Proof that mainstreaming special needs athletes worked could be found, he said, in the fact that one of his protégés, Mikey Brannigan, who had run in these Labor Day races in the past, had been a Paralympic gold medalist in the 1,500-meter race in Rio, and another, Tysheen Griffin, had made it to the finals in the 400. His son, moreover, has also competed internationally, in Poland and Ecuador.

“There was a special needs girl here today from East Hampton,” Cuomo said, in between cheering Rolling Thunder runners on as they neared the finish line. “I’m going to ask if she can run with the high school’s girls cross-country team.”

“For the first time,” he said, “there will be events for disabled athletes at next year’s U.S. Track and Field championships. We’ll have athletes there.” 

Both of East Hampton High’s cross-country teams were out in force as well Monday. Ryan Fowkes, the boys team’s number-one, won the 5K, in 17 minutes and 31 seconds.

Kevin Barry, the boys coach, announced that his team’s planned trip to a big high school and college meet in Lakeland, Fla., at the end of the month had been approved by the high school’s field trip committee Friday. Pearl River, the second-ranked team in New York State, would be going too, he said.

The sole chance to see the boys run here, at Cedar Point County Park, will be Tuesday, said Barry. “We’ll be running against half the league — Sayville, Mount Sinai, and Amityville.”

With Liana Paradiso, Ava Engstrom, and Bella Tarbet, Diane O’Donnell’s girls cross-country ought to be interesting too. Tarbet, who remained with the middle school’s team last year as an eighth grader so that she could run in Suffolk’s cross-country race at Sunken Meadow for seventh and eighth graders (which she won), ran the 10K, her first appearance in a 6.2-mile race, and she paid for going out too fast. 

She’d learned her lesson, she said after crossing the line in 49:31, about 10 minutes after Steve Cuomo Jr. had. That having been said, Tarbet was the 10K’s third female over all, behind Barbara Gubbins (42:06) and Emma Raser (44:21).

Engstrom, whose brother, Erik, a former county cross-country champion, returned recently to the University of Massachusetts, is, like Tarbet, only a ninth grader, but a formidable one. She topped the 5K’s 13-to-15-year-old girls, in 21:45.

Another notable young runner, Luke Castillo, a Springs School sixth grader, won among the 5K’s 12-and-unders, in 20:35. 

“Two years ago, when he outkicked me at the finish,” said Paul Hamilton, a former county mile champion who helps Barry coach East Hampton’s cross-country and track runners, “Luke was running fast and slow, like kids do, but this year he ran at a steady pace. He’s incredible and he’s still two years away.”

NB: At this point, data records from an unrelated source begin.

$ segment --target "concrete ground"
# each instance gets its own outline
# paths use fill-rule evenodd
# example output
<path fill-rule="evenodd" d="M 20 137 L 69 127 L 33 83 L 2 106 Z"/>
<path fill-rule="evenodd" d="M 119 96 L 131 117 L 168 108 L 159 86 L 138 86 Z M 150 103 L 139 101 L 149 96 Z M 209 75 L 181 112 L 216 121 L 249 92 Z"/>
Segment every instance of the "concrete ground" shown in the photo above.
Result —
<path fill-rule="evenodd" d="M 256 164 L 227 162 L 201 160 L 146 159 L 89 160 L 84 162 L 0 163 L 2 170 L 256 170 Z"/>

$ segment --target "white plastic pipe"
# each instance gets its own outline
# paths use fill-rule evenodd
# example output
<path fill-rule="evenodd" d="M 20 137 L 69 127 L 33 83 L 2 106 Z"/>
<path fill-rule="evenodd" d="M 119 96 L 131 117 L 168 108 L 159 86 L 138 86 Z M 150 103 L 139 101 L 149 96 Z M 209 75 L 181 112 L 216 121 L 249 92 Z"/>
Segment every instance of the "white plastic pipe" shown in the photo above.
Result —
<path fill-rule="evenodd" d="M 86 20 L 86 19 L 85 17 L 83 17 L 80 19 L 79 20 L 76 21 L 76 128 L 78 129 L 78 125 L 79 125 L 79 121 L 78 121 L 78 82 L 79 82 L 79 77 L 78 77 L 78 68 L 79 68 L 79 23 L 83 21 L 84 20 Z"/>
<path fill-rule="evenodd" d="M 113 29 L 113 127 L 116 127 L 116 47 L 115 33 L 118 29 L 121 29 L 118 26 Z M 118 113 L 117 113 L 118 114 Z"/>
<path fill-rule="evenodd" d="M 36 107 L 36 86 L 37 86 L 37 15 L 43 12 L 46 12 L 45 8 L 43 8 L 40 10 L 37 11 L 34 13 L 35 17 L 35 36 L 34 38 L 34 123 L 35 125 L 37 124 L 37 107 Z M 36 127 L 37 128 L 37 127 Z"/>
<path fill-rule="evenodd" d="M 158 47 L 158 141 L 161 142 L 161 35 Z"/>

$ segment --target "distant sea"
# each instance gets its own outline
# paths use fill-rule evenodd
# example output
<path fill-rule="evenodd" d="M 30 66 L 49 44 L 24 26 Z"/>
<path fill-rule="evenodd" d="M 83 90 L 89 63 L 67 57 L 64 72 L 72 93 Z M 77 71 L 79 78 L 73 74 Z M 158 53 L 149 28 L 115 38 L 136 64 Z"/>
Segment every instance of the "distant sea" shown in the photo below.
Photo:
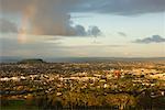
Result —
<path fill-rule="evenodd" d="M 131 61 L 145 61 L 145 62 L 165 62 L 165 57 L 54 57 L 54 58 L 43 58 L 43 57 L 0 57 L 0 63 L 16 63 L 22 59 L 31 58 L 42 58 L 44 62 L 48 63 L 90 63 L 90 62 L 131 62 Z"/>

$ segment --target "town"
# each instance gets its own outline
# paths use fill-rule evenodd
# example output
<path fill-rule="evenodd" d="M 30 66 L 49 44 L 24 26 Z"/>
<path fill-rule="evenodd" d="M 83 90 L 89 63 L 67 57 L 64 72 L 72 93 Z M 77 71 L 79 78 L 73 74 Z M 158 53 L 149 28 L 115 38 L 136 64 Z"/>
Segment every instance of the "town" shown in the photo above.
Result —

Craig Brierley (44:59), who brought several of his girls swim team members with him, couldn’t hang around long inasmuch as he had lifeguarding duties to perform. “It’s been that way lately — lifeguarding and coaching the team, with not much time in between,” he said, adding, in answer to a question, that Bonac’s team would be at least as strong as last year, when its record was 4-2.

Yani Cuesta, who coaches East Hampton’s indoor and outdoor girls track teams, said she’s begun to coach several beginning runners, two of whom made their 5K debuts Monday. “We’ve been meeting at my house in East Hampton. We’ve trained for the past eight weeks. These are people who have graduated from alternately running a minute and walking a minute and a half to a 5K. They told me they felt good. . . . I’d like to enlarge the group.”